THE BEGINNING

Ever since I started working for the University of Colorado, I am constantly amazed at the things our hardware is able to accomplish. One of the founding scientist who helped create the Cassini instrument was right across the hall from my office, and ever since it was deployed we've been enjoying the amazing images it has been providing from Saturn. 


The latest images are of a quintet of Saturn's moons that came together in the Cassini spacecraft's field of view for this photo.  This image looks toward the sunlit side of the rings from just above the ringplane. 


Rhea is closest to Cassini from this point of view. The rings are beyond Rhea and Mimas. Enceladus is beyond the rings.

Janus (179 kilometers, or 111 miles across) is on the far left. Pandora (81 kilometers, or 50 miles across) orbits between the A ring and the thin F ring near the middle of the image. 

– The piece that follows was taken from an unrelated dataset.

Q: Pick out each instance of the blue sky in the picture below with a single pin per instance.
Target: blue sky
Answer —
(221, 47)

Brightly reflective Enceladus (504 kilometers, or 313 miles across) appears above the center of the image. 


Saturn's second largest moon, Rhea (1,528 kilometers, or 949 miles across), is bisected by the right edge of the image. 


The smaller moon Mimas (396 kilometers, or 246 miles across) can be seen beyond Rhea also on the right side of the image.
This image was captured with the Cassini spacecraft narrow-angle camera on July 29, 2011, at a distance of approximately 1.1 million kilometers (684,000 miles) from Rhea.

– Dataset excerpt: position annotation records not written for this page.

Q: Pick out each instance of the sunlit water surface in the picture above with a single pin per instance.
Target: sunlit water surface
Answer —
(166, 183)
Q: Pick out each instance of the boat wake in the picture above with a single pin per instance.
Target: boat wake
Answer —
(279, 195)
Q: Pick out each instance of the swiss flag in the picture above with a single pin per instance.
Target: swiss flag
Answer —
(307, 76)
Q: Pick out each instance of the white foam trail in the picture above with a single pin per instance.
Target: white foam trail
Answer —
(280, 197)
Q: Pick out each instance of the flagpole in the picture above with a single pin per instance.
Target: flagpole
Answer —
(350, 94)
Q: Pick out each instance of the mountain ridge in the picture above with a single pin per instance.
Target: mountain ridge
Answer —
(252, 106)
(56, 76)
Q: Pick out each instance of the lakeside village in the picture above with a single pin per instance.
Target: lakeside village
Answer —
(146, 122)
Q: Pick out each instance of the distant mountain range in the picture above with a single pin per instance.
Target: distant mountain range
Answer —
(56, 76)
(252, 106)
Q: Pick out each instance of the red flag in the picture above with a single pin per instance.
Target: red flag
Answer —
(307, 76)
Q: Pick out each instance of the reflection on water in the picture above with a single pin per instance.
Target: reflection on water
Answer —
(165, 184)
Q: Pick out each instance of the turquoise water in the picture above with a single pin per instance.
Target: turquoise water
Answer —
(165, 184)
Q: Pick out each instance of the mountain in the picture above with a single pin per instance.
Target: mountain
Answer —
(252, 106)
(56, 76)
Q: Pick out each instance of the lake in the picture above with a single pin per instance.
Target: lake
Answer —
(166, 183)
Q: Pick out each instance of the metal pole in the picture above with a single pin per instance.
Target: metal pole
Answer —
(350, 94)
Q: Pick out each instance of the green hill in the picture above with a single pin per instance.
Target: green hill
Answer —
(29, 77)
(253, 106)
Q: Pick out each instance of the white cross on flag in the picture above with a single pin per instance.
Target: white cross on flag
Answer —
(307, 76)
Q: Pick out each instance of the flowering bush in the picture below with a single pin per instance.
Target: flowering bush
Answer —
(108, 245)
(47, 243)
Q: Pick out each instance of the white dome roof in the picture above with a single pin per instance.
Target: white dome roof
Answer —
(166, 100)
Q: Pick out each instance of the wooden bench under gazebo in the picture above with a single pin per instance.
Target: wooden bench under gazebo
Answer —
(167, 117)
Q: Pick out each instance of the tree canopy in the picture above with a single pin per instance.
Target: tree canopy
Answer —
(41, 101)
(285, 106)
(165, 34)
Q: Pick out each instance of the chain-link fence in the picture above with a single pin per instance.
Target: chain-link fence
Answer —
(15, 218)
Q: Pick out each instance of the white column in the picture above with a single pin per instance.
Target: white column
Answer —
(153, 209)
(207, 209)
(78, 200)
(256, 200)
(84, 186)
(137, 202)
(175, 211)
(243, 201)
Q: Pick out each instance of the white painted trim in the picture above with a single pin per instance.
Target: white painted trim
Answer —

NASA's The Jet Propulsion Laboratory, a division of the California Institute of Technology in Pasadena, manages the Cassini-Huygensmission for NASA's Science Mission Directorate, Washington, D.C. 


The Cassini orbiter and its two onboard cameras were designed, developed and assembled at JPL. The imaging operations center is based at the Space Science Institute in Boulder, Colo.